Un nouveau recours collectif déposé par Hagens Berman allègue que Super Micro Computer Inc. a dissimulé un stratagème de plusieurs milliards de dollars pour exporter illégalement des serveurs d'IA vers la Chine, une nouvelle qui a provoqué une chute de l'action de 10,26 $, soit 33 %.
La plainte, déposée devant le tribunal de district des États-Unis pour le district nord de la Californie, affirme que Super Micro et ses hauts dirigeants ont violé les lois fédérales sur les valeurs mobilières en cachant les ventes illégales de serveurs équipés de puces restreintes de Nvidia Corp. « Les défendeurs ont dissimulé un vaste stratagème illégal visant à vendre pour des milliards de dollars de serveurs d'IA avancés... à la République populaire de Chine via une entité écran en Asie du Sud-Est », indique la plainte de Hagens Berman.
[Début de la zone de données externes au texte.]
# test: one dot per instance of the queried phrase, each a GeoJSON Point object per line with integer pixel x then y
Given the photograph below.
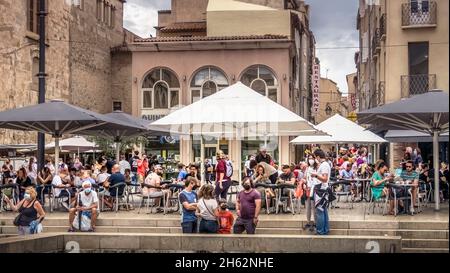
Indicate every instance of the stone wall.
{"type": "Point", "coordinates": [90, 57]}
{"type": "Point", "coordinates": [121, 79]}
{"type": "Point", "coordinates": [18, 48]}
{"type": "Point", "coordinates": [78, 58]}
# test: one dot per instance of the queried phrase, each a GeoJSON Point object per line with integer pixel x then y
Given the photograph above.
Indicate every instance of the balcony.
{"type": "Point", "coordinates": [381, 99]}
{"type": "Point", "coordinates": [376, 43]}
{"type": "Point", "coordinates": [419, 14]}
{"type": "Point", "coordinates": [417, 84]}
{"type": "Point", "coordinates": [383, 27]}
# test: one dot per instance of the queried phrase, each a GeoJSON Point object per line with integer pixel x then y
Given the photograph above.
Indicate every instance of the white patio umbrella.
{"type": "Point", "coordinates": [74, 144]}
{"type": "Point", "coordinates": [427, 113]}
{"type": "Point", "coordinates": [341, 131]}
{"type": "Point", "coordinates": [234, 113]}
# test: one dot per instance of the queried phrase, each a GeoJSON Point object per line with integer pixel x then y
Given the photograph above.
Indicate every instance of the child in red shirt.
{"type": "Point", "coordinates": [225, 217]}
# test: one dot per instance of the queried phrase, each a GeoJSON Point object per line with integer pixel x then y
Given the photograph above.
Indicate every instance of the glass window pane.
{"type": "Point", "coordinates": [259, 86]}
{"type": "Point", "coordinates": [209, 88]}
{"type": "Point", "coordinates": [151, 79]}
{"type": "Point", "coordinates": [249, 75]}
{"type": "Point", "coordinates": [195, 95]}
{"type": "Point", "coordinates": [161, 96]}
{"type": "Point", "coordinates": [147, 99]}
{"type": "Point", "coordinates": [218, 77]}
{"type": "Point", "coordinates": [200, 78]}
{"type": "Point", "coordinates": [273, 94]}
{"type": "Point", "coordinates": [170, 78]}
{"type": "Point", "coordinates": [267, 76]}
{"type": "Point", "coordinates": [174, 98]}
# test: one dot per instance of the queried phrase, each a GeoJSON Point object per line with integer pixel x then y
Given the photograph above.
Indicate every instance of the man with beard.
{"type": "Point", "coordinates": [155, 189]}
{"type": "Point", "coordinates": [248, 206]}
La plainte affirme que l'ampleur réelle de la fraude a été révélée le 19 mars 2026, lors de la levée des scellés d'un acte d'accusation du ministère de la Justice contre un cofondateur de l'entreprise. Toutefois, elle identifie également deux événements antérieurs comme des « divulgations correctives partielles ». Le 28 août 2024, l'annonce par Super Micro du report de son rapport annuel, lié plus tard à une enquête interne sur la conformité des exportations, a entraîné une baisse de 19 % de l'action. Le 30 octobre 2024, le titre a chuté de 32,6 % supplémentaires après que l'entreprise a révélé que son auditeur, Ernst & Young, avait démissionné en raison d'une incapacité à faire confiance aux déclarations de la direction concernant les transactions d'exportation.
Cette action en justice fait suite à plusieurs autres recours collectifs, dont celui du cabinet Schall Law Firm, et à un acte d'accusation du ministère américain de la Justice visant le cofondateur et vice-président senior Yih-Shyan « Wally » Liaw. L'acte d'accusation allègue un complot ayant généré au moins 2,5 milliards de dollars de ventes en détournant des serveurs haute performance vers la Chine, en utilisant des méthodes telles que la mise en scène de « faux » serveurs et la fabrication de contrats de location pour tromper les auditeurs. L'imbroglio juridique comprend également une enquête criminelle menée par les autorités taïwanaises sur une suspicion de contrebande de serveurs d'IA.
Pression croissante sur le récit de croissance de l'IA
L'accumulation de poursuites et d'enquêtes fédérales exerce une pression intense sur le récit d'investissement de Super Micro, qui repose largement sur sa position sur le marché à forte demande de l'infrastructure des centres de données d'IA. Bien que l'entreprise ait nommé de nouveaux dirigeants commerciaux pour stabiliser les comptes clés et stimuler les ventes, les allégations de défaillances de conformité généralisées et d'inconduite des dirigeants menacent directement la confiance des investisseurs. Les procédures judiciaires remettent en cause la crédibilité de la gouvernance de l'entreprise et la qualité de ses bénéfices, qui étaient au cœur de son scénario de redressement des marges.
La vague d'actions en justice défie directement la gouvernance et la conformité des exportations de Super Micro, créant une incertitude significative pour les investisseurs. L'issue de ces poursuites et de l'affaire du DOJ, qui devrait se dérouler au cours des prochains mois, sera un facteur critique pour la performance de l'action.
Cet article est à titre informatif uniquement et ne constitue pas un conseil en investissement.